Cuando tenía once años nos fuimos a vivir a la aldea. Y muchos años más tarde de la muerte de mi abuela, se quemó la casa de la infancia, que llevaba tiempo abandonada. Cuando volví a visitarla, el desván no existía, el tejado se había derrumbado con el techo de la planta alta, y en el bajo olía a una mezcla de humo, madera quemada y humedad que se agarraba a las paredes sucias y desnudas. Había trozos astillados de madera en el suelo, azulejos y cristales reventados, hierros negros que habían pertenecido a un somier y a un sofá. Tenía por aquel entonces casi veinte años. Me senté con cuidado en el pasillo y miré hacia el techo. No había rastro del perro por ningún lado.
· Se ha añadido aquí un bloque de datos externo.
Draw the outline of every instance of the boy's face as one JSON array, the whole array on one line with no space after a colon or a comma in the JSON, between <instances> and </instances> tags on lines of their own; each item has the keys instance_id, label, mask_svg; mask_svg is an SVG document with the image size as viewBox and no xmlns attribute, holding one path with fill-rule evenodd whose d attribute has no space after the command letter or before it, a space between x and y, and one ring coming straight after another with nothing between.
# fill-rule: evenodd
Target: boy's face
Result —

También el sótano estaba deshabitado, y las estanterías, donde se guardaban los libros para soñar, vacías. Subí las escaleras y me senté sobre la trampilla del pozo. Alguien había quitado la maceta. Golpeé dos veces con los nudillos sobre la superficie metálica. Golpeé una y otra vez. Golpeé desesperadamente. Pero nadie contestó desde el otro lado.

Aquel día descubrí que los fantasmas de mi niñez se habían ido, devorados por el fuego, el tiempo, la soledad, la distancia. El adulto hambriento de esperanza, la niña atrapada en la oscuridad, el niño viejo que jugaba solo, el perro que podía atravesar las grietas del tiempo. Y en el sitio donde habían estado solo me quedaba un agujero.

Pero el hermano no. Él jamás se fue. Sigue viviendo en mí. Y yo en él. Y a veces, al atardecer, si nos agarramos fuerte de la mano y nos concentramos, todavía somos capaces de escuchar el rumor de los monstruos que caminan, bamboleantes, entre las cañas.